Apart from a semi-attempt to filibuster by reading out the already available written answers and paraphrasing the Hong Kong Convention, the Minister insisted on quoting technical details and the obligation to follow the law. He was unable to give political direction on how the Government would work to stop Danish companies’ use of the polluting and dangerous beaching practices in South Asia and on Maersk’s threat to swap the Danish flag for a non-EU flag if the EU does not approve ship recycling on the beaches of Alang.

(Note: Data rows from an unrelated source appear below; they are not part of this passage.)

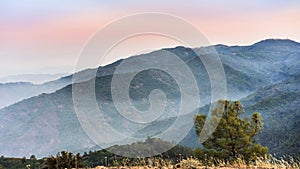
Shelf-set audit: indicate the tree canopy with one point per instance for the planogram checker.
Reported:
(234, 137)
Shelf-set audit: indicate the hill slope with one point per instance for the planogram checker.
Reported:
(47, 123)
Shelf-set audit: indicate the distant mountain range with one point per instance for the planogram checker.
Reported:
(264, 76)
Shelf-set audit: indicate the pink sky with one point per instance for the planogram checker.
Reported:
(39, 37)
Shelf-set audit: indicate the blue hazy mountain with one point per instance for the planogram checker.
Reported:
(47, 123)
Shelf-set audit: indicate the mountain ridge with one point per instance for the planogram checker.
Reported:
(48, 121)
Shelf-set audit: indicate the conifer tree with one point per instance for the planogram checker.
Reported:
(234, 137)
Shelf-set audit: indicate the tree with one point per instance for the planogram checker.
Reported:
(63, 160)
(234, 136)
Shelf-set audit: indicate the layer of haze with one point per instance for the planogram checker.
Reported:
(47, 36)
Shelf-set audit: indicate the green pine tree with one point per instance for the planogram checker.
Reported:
(234, 137)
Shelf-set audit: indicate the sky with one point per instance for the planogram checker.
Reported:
(40, 36)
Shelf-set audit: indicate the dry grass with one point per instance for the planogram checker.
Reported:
(190, 163)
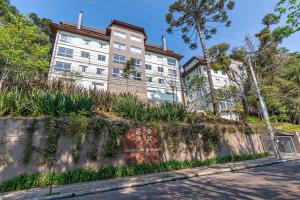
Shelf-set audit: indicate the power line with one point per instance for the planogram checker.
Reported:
(135, 10)
(153, 8)
(151, 25)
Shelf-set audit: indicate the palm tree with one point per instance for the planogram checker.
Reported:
(128, 69)
(199, 18)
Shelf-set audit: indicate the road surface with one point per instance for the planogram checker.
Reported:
(280, 181)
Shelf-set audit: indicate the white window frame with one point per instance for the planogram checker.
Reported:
(136, 77)
(63, 68)
(68, 38)
(137, 62)
(101, 56)
(83, 68)
(136, 50)
(103, 45)
(116, 74)
(100, 70)
(149, 79)
(159, 58)
(86, 41)
(171, 62)
(160, 68)
(95, 84)
(135, 38)
(161, 81)
(120, 34)
(148, 55)
(171, 72)
(85, 54)
(119, 60)
(119, 46)
(67, 52)
(147, 67)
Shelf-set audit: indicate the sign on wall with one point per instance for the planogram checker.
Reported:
(142, 145)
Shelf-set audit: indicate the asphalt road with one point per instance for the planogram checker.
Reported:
(280, 181)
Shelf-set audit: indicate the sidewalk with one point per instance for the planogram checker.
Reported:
(126, 182)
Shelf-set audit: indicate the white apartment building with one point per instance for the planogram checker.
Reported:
(94, 58)
(199, 99)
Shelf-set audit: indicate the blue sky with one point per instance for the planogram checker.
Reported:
(150, 14)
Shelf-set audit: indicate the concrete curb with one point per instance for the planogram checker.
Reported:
(160, 180)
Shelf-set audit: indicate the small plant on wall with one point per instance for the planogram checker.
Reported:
(28, 146)
(117, 130)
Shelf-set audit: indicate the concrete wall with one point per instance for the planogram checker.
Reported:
(13, 132)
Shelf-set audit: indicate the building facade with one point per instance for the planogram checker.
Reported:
(95, 58)
(199, 99)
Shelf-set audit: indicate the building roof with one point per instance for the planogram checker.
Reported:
(159, 50)
(105, 35)
(85, 31)
(200, 60)
(126, 25)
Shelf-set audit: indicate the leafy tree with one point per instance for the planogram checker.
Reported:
(128, 69)
(290, 8)
(24, 48)
(199, 19)
(235, 73)
(42, 23)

The MPs present, representing the spectrum of Danish opposition political parties (including Social democrat member of parliament, Christian Rabjerg Madsen, and the head of Socialistisk Folkeparti, Pia Olsen Dyhr, as well as Ida Auken from Radikale Venstre, Christian Poll from Alternativet, and Marie Reumert Gjerding from Enhedslisten) and the Chair (Pia Adelsteen from Dankse Folkeparti), incessantly pressed the Minister to answer concrete and direct questions on the Danish government’s position on beaching, Maersk’s threat to flag out, and whether the government is pressing the EU Commission to list beaching yards in Alang on the upcoming EU list of accepted facilities world-wide.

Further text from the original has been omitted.